Re: [PATCH] Erase the distinctClause if the result is unique by definition - Mailing list pgsql-hackers

From Andy Fan
Subject Re: [PATCH] Erase the distinctClause if the result is unique by definition
Date
Msg-id CAKU4AWqM_HM1HHVnFhYx2dhnOwV0HGOGgPtFOO4ogz1FFtLKQg@mail.gmail.com
Whole thread Raw
In response to Re: [PATCH] Erase the distinctClause if the result is unique by definition  (Andy Fan <zhihui.fan1213@gmail.com>)
Responses Re: [PATCH] Erase the distinctClause if the result is unique by definition
List pgsql-hackers
Upload the newest patch so that the cfbot can pass.  The last patch failed 
because some explain without the (cost off). 

I'm still on the way to figure out how to handle aggregation calls without 
aggregation path.  Probably we can get there by hacking some 
ExprEvalPushStep for Aggref node.  But since the current patch not tied 
with this closely,   so I would put this patch for review first. 



On Wed, Mar 4, 2020 at 9:13 PM Andy Fan <zhihui.fan1213@gmail.com> wrote:

 
* There are some changes in existing regression cases that aren't
visibly related to the stated purpose of the patch, eg it now
notices that "select distinct max(unique2) from tenk1" doesn't
require an explicit DISTINCT step.  That's not wrong, but I wonder
if maybe you should subdivide this patch into more than one patch,
because that must be coming from some separate change.  I'm also
wondering what caused the plan change in expected/join.out.

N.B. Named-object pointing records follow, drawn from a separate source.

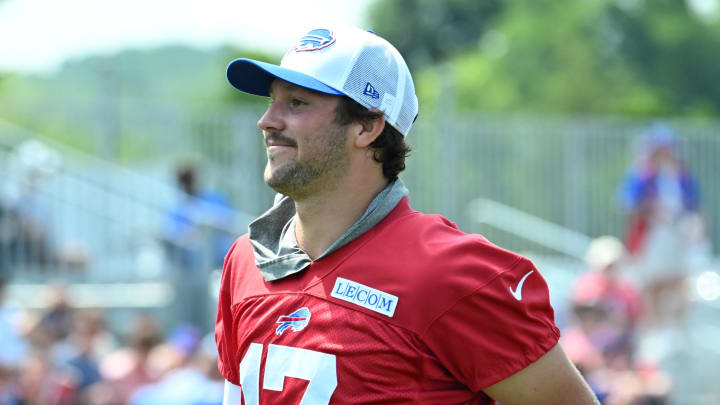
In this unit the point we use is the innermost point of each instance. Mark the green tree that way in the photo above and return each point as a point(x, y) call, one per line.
point(428, 31)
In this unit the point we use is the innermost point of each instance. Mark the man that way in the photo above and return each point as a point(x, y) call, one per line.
point(345, 289)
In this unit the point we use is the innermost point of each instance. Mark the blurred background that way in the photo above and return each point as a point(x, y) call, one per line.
point(582, 134)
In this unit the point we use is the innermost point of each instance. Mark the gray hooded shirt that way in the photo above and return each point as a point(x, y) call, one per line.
point(272, 235)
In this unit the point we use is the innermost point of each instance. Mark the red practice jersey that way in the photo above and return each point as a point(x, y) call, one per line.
point(413, 311)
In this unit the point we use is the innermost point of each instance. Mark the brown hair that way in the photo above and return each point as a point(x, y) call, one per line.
point(389, 148)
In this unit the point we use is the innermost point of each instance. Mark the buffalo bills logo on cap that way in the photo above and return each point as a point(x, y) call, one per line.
point(314, 40)
point(298, 320)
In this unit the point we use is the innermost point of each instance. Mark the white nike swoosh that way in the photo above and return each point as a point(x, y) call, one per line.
point(517, 293)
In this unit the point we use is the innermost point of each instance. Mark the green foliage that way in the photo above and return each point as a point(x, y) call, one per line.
point(645, 58)
point(110, 104)
point(428, 31)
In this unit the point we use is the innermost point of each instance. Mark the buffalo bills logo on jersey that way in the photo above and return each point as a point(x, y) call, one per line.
point(298, 320)
point(314, 40)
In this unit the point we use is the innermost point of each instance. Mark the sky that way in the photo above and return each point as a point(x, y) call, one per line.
point(37, 36)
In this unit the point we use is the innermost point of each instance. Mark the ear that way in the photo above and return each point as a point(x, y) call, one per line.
point(368, 132)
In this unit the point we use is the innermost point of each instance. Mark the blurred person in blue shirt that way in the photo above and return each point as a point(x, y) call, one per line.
point(197, 225)
point(662, 199)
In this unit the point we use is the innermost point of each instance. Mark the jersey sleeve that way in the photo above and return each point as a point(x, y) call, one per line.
point(224, 337)
point(497, 330)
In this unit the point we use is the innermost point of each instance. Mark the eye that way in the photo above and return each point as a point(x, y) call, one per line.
point(297, 102)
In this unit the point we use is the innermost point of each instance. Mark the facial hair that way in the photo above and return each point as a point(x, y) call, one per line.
point(324, 160)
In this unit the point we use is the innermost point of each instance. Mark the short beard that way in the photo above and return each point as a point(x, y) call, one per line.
point(300, 180)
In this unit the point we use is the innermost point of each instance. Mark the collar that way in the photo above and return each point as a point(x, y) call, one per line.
point(275, 247)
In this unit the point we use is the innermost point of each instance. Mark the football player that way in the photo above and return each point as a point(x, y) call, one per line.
point(341, 293)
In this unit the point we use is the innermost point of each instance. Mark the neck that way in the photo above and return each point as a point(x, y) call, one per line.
point(323, 217)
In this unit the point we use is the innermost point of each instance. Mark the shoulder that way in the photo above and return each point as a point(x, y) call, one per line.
point(432, 265)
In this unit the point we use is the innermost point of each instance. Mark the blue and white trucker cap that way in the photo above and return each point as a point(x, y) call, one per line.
point(341, 60)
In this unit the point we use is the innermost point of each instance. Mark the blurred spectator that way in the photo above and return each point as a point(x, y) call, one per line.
point(192, 378)
point(25, 237)
point(601, 340)
point(197, 236)
point(197, 224)
point(55, 322)
point(129, 368)
point(662, 199)
point(13, 351)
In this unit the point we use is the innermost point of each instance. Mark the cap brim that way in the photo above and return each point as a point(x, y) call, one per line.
point(255, 77)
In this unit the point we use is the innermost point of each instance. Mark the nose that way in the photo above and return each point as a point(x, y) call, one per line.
point(271, 121)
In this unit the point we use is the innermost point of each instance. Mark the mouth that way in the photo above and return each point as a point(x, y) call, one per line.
point(276, 141)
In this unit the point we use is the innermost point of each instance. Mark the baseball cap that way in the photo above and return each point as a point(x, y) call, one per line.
point(339, 60)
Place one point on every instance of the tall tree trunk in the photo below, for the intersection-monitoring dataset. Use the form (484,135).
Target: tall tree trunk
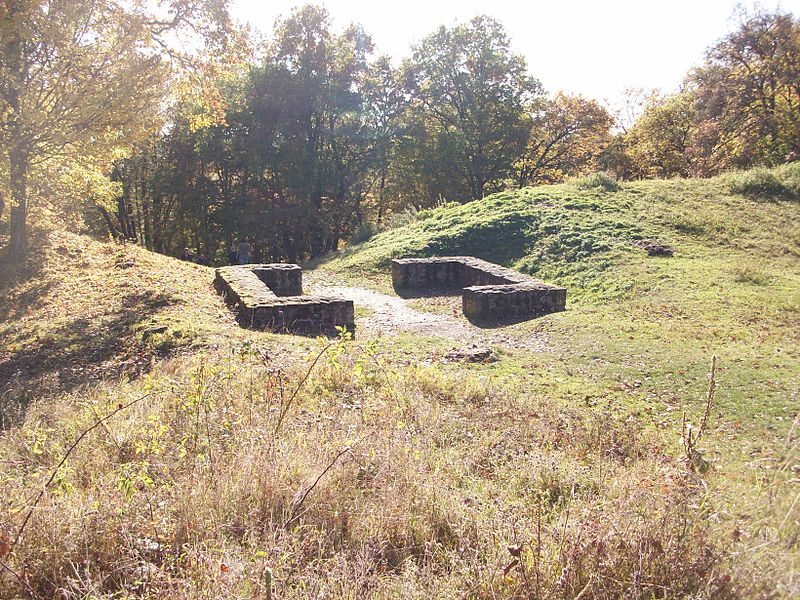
(18,245)
(18,153)
(382,193)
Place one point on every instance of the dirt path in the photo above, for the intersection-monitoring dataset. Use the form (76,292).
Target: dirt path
(390,315)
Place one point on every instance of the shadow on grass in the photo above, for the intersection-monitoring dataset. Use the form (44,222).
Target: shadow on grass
(84,351)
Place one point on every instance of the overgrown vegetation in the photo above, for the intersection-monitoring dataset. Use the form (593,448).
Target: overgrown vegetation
(250,461)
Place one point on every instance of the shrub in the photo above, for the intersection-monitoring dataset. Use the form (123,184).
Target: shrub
(599,180)
(789,176)
(758,183)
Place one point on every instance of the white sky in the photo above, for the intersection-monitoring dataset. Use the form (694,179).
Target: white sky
(595,48)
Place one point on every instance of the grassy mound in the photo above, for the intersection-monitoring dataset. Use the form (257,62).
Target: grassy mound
(587,235)
(151,448)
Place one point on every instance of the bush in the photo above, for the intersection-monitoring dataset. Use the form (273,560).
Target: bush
(789,176)
(364,232)
(597,180)
(758,183)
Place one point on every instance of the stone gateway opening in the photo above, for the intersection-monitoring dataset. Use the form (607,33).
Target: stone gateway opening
(490,293)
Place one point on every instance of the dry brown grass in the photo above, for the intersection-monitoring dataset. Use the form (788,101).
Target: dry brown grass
(376,479)
(443,492)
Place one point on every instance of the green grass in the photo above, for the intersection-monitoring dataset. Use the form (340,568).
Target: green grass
(569,461)
(639,332)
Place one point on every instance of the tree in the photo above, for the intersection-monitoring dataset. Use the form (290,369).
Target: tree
(81,78)
(660,142)
(386,103)
(470,83)
(748,95)
(568,134)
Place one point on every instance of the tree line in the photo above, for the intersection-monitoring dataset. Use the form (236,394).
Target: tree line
(310,139)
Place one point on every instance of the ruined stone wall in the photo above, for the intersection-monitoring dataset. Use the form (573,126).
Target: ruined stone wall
(282,307)
(283,279)
(490,292)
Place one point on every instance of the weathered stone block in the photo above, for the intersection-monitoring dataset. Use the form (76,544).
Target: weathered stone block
(281,308)
(490,292)
(512,302)
(283,279)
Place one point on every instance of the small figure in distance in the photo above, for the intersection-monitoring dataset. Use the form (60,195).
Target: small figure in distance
(244,251)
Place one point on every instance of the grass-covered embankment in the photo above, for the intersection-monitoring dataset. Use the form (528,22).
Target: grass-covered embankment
(386,472)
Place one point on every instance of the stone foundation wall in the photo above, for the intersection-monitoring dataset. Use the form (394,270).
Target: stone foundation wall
(490,292)
(512,302)
(281,308)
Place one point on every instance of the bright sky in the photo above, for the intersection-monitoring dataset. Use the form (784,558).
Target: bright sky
(593,47)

Per my purpose it should be in the same patch,  the logical here is we 
have distinct in the sql and the query is distinct already since the max
function (the rule is defined in query_is_distinct_agg which is splited from 
the original query_is_distinct_for clause).  

I think I was right until I come into contrib/postgres_fdw/sql/postgres_fdw.sql. 
Per my understanding,  the query the result of  "select max(a) from t"  is unique
since the aggregation function and has no group clause there.  But in the 
postgres_fdw.sql case,  the Query->hasAggs is true for "select distinct 
(select count(*) filter (where t2.c2 = 6 and t2.c1 < 10) from ft1 t1 where t1.c1 = 6) 
from ft2 t2 where t2.c2 % 6 = 0 order by 1;"  This looks very strange to me. 
Is my understanding wrong or there is a bug here?

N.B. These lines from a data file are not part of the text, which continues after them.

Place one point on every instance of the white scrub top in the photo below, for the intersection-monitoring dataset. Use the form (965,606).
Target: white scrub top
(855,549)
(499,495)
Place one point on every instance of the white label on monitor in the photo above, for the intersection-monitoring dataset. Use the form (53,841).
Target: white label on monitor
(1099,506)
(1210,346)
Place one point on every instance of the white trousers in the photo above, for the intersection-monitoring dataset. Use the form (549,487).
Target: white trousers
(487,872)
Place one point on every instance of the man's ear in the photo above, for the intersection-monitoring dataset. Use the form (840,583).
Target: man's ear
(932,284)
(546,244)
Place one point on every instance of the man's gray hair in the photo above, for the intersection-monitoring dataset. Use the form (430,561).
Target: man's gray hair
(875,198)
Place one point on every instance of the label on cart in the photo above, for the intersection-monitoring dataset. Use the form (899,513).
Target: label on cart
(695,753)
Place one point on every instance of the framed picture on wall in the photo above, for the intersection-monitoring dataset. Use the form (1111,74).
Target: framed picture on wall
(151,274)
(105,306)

query->hasAggs was set to true in the following call stack. 

 pstate->p_hasAggs = true;     

.. 

 qry->hasAggs =  pstate->p_hasAggs;    


0  in check_agglevels_and_constraints of parse_agg.c:343
1  in transformAggregateCall of parse_agg.c:236
2  in ParseFuncOrColumn of parse_func.c:805
3  in transformFuncCall of parse_expr.c:1558
4  in transformExprRecurse of parse_expr.c:265
5  in transformExpr of parse_expr.c:155
6  in transformTargetEntry of parse_target.c:105
7  in transformTargetList of parse_target.c:193
8  in transformSelectStmt of analyze.c:1224
9  in transformStmt of analyze.c:301

You can see the new updated patch which should fix all the issues you point out 
except the one for supporting group by.   The another reason for this patch will 
not be the final one is because the changes for postgres_fdw.out is too arbitrary. 
uploading it now just for reference.  (The new introduced guc variable can be
removed at last, keeping it now just make sure the testing is easier.)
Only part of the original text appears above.